[PATCH i-g-t v2 1/4] lib/gppgu_shader: Add write D32 to ppgtt virtual address

Fri Nov 22 10:47:55 UTC 2024

W dniu 22.11.2024 o 08:51, Gwan-gyeong Mun pisze:
>
>
> On 11/21/24 6:08 PM, Hajda, Andrzej wrote:
>>
>> W dniu 21.11.2024 o 13:22, Gwan-gyeong Mun pisze:
>>> From: Jonathan Cavitt <jonathan.cavitt at intel.com>
>>>
>>> Create a function that adds the capabilty to write an dword size at 
>>> a given
>>> ppgtt address with a dword value.

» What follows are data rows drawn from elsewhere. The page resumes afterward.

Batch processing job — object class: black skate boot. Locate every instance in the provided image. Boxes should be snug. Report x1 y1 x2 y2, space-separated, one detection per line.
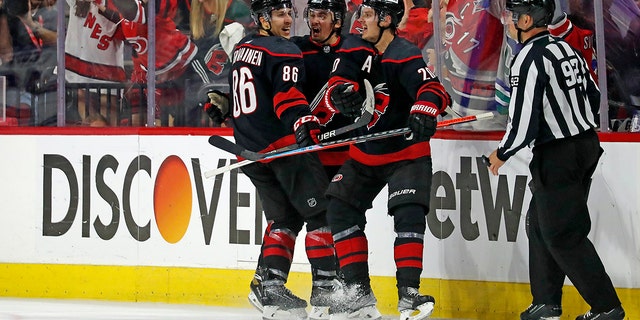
249 272 264 312
520 304 562 320
249 268 307 320
576 306 625 320
398 287 436 320
329 285 382 320
309 279 342 320
262 280 307 320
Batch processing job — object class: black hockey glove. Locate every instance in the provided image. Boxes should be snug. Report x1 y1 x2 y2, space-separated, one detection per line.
329 83 364 118
409 101 438 141
201 90 229 125
293 115 320 148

Use an Untyped 2D Block Array Store
>>> DataPort functionality of XE2+ with A64 flat addressing to direct 
>>> accessing
>>> an entire ppgtt address space.
>>>
>>> For the write to succeed, the given ppgtt virtual address has to be 
>>> bound.
>>> Otherwise a store page fault will be triggered.
>>>
>>> v2: Fix the function name to be more clear. (Andrzej)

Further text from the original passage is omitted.